If you’ve deleted the ePayments app, it is required to unlink the trusted device according to the instruction above.

FAQ

Is it necessary to use a mobile device? Why?

Yes, it is, since ePayments complies with the Strong Customer Authentication (SCA) requirement. To enhance your security, we will request a second factor of authentication every time you access your account or perform a transaction. This factor will be generated through the ePayments app, so you need a mobile device to use the service.

What are the Strong Customer Authentication (SCA) and the second factor of authentication?

Strong Customer Authentication is a requirement aimed at increasing the security of payments and reducing fraud. All European payment services must comply with it. 

According to SCA, two of the three factors must be requested during the authentication:

1. Data that a customer knows (password or PIN code)
2. Device that a customer owns (for instance, mobile phone)
3. Who a customer actually is (fingerprint or face recognition)

The second factor (i.e. device availability) is mandatory step in ePayments. In addition, we will request the first or the third factor, depending on your transaction and the device model.

What directive requires SCA compliance?

The Strong Customer Authentication (SCA) requirement must be met under the Second Payment Services Directive (PSD2) which is enacted within the EU. It came into force on March 14, 2020. You can find out more on the FCA website (Financial Conduct Authority).

I live in a non-EU country. Why is PSD2/SCA applicable to me? 

PSD2 applies to all European payment services. ePayments operates under UK law and is licensed by the FCA, so we are obliged to provide services to our customers in strict compliance with PSD2 requirements.

What to do if I don’t have a smartphone but only an old school phone with buttons? 

Unfortunately, in this case you will not be able to use our service. You need to have a mobile device with our app to use ePayments.

I have always used only the ePayments web version. What am I supposed to do now? 

You can still use the web version of the service, but now you will have to confirm your login and transactions via the ePayments app. In order to do this, download the app to your mobile device and make it trusted (see instructions above).

I want to turn off 2FA, how can I do this? 

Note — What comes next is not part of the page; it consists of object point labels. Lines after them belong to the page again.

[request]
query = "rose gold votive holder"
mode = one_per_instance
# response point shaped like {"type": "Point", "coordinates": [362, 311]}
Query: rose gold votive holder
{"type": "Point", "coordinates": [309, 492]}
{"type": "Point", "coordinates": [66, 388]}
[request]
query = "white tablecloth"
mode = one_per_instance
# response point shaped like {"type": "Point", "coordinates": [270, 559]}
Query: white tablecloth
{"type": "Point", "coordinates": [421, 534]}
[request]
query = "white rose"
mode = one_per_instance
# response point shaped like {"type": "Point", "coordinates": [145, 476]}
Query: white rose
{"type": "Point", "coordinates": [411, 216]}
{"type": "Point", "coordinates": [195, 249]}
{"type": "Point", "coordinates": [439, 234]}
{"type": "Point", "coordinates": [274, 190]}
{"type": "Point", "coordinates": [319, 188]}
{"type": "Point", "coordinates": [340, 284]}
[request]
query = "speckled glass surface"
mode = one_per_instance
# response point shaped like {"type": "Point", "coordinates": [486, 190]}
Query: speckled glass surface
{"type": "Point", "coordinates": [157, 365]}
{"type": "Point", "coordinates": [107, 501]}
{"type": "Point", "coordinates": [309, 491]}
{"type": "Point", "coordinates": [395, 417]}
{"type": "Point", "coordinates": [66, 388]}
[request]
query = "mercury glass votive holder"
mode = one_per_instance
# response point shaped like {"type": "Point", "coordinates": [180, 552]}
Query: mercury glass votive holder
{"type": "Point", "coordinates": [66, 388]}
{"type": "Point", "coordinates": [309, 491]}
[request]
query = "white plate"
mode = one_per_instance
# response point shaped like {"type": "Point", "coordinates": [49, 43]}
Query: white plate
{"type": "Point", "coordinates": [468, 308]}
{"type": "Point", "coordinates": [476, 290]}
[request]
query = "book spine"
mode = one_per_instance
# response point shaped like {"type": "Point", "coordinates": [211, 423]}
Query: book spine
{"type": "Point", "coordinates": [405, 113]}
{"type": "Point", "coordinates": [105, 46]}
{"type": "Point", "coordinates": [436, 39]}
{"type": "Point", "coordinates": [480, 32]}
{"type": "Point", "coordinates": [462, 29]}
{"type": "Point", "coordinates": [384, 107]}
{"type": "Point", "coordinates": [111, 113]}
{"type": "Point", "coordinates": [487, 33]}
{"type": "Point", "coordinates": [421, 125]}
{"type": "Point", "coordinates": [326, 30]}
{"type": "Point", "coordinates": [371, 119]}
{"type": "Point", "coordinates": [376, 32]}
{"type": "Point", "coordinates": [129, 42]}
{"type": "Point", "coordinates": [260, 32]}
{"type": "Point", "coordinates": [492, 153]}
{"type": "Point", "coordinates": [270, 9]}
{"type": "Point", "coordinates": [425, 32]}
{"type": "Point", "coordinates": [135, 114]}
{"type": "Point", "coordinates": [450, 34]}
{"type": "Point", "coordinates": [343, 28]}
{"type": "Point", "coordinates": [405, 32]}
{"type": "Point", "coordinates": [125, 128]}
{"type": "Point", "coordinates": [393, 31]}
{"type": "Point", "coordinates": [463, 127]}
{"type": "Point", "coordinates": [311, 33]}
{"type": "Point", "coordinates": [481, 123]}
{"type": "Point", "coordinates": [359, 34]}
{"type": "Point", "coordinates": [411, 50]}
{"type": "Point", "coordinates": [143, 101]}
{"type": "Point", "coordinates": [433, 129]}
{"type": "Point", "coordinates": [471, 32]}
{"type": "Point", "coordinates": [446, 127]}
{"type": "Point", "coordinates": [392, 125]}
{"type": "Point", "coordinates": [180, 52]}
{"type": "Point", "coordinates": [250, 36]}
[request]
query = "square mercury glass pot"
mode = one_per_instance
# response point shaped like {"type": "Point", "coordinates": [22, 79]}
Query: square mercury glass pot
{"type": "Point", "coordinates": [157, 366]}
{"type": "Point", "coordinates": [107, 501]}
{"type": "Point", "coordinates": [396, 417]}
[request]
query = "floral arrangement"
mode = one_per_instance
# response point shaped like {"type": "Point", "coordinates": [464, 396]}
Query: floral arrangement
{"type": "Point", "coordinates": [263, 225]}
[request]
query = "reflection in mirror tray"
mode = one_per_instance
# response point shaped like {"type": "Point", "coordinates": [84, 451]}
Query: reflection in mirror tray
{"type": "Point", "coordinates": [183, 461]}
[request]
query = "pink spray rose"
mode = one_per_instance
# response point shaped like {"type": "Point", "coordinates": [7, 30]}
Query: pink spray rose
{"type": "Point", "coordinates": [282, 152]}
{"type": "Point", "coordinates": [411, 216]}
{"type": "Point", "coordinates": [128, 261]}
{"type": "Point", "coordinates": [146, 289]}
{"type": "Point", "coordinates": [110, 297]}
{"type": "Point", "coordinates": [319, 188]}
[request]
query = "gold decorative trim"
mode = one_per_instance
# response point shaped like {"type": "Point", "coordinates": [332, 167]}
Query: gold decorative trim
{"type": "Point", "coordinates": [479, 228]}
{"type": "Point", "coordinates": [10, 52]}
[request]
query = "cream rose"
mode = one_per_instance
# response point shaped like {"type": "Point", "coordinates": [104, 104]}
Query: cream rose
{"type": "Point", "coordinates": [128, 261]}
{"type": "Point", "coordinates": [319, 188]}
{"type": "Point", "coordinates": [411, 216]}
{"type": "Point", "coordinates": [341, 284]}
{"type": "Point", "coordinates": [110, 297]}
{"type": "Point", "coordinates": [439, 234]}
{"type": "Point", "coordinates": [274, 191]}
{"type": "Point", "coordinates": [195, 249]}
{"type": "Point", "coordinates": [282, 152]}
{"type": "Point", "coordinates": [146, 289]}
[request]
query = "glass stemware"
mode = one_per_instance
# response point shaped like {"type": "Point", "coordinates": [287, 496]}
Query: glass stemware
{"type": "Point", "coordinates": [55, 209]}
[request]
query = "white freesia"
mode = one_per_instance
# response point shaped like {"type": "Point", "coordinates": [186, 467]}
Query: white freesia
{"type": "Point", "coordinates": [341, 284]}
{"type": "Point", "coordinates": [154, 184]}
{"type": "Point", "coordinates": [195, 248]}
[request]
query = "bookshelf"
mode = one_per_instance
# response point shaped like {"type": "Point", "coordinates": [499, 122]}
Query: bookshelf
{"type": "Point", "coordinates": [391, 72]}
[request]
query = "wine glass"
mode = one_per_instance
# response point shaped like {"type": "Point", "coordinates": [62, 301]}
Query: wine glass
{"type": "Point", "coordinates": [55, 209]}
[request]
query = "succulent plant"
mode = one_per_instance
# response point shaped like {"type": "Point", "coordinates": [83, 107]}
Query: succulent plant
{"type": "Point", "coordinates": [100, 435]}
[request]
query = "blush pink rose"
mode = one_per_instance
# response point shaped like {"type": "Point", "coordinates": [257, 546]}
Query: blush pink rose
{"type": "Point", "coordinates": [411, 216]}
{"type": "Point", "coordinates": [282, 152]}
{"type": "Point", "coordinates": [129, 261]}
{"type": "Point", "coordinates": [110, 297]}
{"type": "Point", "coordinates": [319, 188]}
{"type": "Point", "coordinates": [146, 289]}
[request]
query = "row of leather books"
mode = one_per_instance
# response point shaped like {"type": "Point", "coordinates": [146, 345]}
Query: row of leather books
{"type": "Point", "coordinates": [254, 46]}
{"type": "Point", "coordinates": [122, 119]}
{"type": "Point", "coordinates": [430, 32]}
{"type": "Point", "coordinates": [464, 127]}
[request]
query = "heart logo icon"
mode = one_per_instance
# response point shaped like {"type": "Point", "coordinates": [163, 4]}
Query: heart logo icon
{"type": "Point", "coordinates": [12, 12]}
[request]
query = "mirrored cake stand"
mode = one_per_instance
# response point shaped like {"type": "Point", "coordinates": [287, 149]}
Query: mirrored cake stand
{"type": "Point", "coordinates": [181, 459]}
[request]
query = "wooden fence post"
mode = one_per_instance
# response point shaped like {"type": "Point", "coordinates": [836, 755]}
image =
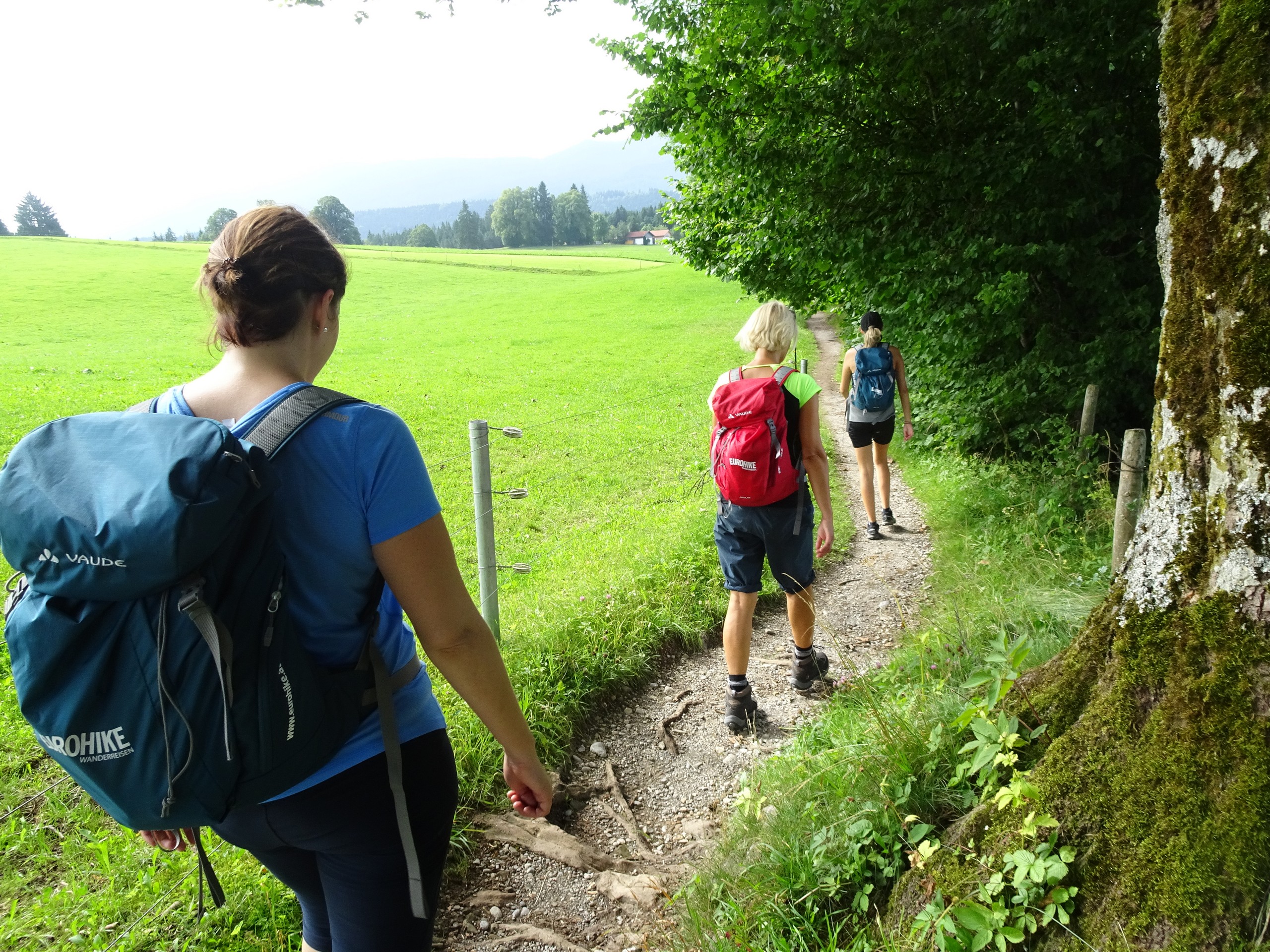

According to our security policy, two-factor authentication can’t be disabled. It is a mandatory option that protects your personal data and money.

Can I register several trusted devices if I use several phones?

No, you can have only one trusted device.

I have a corporate account and make dozens of transactions per day. Do I have to confirm each of them? 

Yes. According to SCA requirements, you must confirm each transaction separately. Mass transfer is considered as one transaction, so you must confirm it once.

Can I use a rooted device and make it trusted?

No. According to the SCA, rooted devices do not meet safety requirements.